Most of my turkey hunting is in the timber. That’s what I’m used to and that’s what I’m good at. In those timbers, I am constantly looking for signs of a dominant Tom and places that he might be calling “home”. Some of the best places I’ve found them have been ridgetops or “hog backs” as we call them.
These ridgetops usually are long and level and they will continue from a flat field edge back into the timber for a couple of hundred yards. They are usually narrow and can have some steep drops down both sides of the ridge. Yet, time and time again, these are the areas that Toms will strut back and forth on for hours!
You will see tracks, drag marks (from the wings), and dusting bowls (more on those next) along these ridge tops. If you find an area like this, you can bet on finding a Tom there most every morning of the season.

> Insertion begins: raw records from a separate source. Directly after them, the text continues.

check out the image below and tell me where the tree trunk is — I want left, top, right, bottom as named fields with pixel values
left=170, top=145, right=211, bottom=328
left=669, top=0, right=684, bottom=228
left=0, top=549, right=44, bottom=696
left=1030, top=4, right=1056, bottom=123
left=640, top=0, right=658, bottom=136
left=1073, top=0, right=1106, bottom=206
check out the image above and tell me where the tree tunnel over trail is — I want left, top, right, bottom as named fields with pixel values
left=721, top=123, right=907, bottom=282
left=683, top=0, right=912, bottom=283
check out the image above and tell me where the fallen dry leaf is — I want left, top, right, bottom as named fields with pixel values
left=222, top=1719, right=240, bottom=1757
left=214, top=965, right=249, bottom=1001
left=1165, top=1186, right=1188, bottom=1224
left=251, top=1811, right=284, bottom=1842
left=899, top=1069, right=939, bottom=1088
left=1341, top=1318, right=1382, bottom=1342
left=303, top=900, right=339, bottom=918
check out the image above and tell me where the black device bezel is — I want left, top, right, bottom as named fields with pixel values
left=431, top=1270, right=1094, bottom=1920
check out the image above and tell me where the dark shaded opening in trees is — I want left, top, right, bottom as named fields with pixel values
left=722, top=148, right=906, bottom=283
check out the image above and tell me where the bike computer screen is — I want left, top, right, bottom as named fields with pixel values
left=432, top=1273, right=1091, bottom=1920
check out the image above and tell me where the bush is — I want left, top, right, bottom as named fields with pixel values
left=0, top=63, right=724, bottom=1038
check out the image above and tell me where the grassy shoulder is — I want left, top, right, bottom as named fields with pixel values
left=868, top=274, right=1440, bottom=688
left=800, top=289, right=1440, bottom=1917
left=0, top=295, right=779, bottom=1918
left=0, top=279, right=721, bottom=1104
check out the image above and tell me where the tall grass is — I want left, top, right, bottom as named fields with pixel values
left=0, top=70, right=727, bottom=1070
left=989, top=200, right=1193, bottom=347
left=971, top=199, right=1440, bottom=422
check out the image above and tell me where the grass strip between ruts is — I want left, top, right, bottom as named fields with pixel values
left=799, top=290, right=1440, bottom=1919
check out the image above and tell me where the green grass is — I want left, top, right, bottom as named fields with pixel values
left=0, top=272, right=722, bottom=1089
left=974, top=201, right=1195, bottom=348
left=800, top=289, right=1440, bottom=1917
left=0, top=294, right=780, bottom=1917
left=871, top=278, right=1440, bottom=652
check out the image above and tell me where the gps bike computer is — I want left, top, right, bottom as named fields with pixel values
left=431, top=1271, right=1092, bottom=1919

When Toms are going crazy on these ridgetops, you can use this to your advantage as a hunter! My father executed a great harvest last year by taking advantage of a ridgetop Tom! As the Tom would wander away (on the ridgetop) from my Dad, he would move up the ravine a little closer to the top. When the Tom would wander back, Dad would be still. This went on until Dad had moved within possible shooting range of the Tom. After a few quiet yelps the Tom came down right over the edge and my Dad gave him a lead surprise!
Turkeys often deal with and sometimes struggle with mites that live within their feathers. It’s common and you shouldn’t worry if you harvest a bird with them. To deal with the mites, turkeys will often times “dust” themselves in loose sand, dirt, or dust in order to keep the mites at bay. It’s not a cure-all, but it seems to help.
Dusting sites can be another advantage to finding a Tom to pursue. Toms and hens alike both dust from time to time. And there are only certain areas of hunting grounds that contain the right “dust” that they are looking for. These dusting sites aren’t huge areas of land. Often times, you’ll see what looks like a “bowl” that’s been scratched out of the ground. If you look closely, you’ll see tracks and lines in the dirt from wing tips.
Hunting near these would be another opportunity for success. Toms will come to dust as well as hens. And sometimes in the Spring, Toms will visit these sites in search of Hens to breed. They will wander from dust site to dust site searching for a hen to display to in hopes that he might tickle her fancy.
You might also try making mock dust sites. It’s a practice that some turkey hunters have begun to use with good success. Find an area, on a logging road for field edge, and loosen up the dirt creating a bowl-shape in the process. You might need to add a little sand or fine dirt to the area too. Make sure this happens a few weeks from the opening of your turkey season. You might be surprised with what will happen. Once one turkey discovers it, the rest will follow.
The Iowa turkey season is right around the corner for some of us and that’s exciting. If you are a turkey hunter, you know what I’m talking about. If you’ve never hunted big Easterns in the Iowa timbers and fields, you need to give it a try! Whether you have a bow or a gun in hand, the areas that I mentioned within this article should give you a “hand up” on finding a Tom. Just remember, you still have to come up with a plan to seal the deal.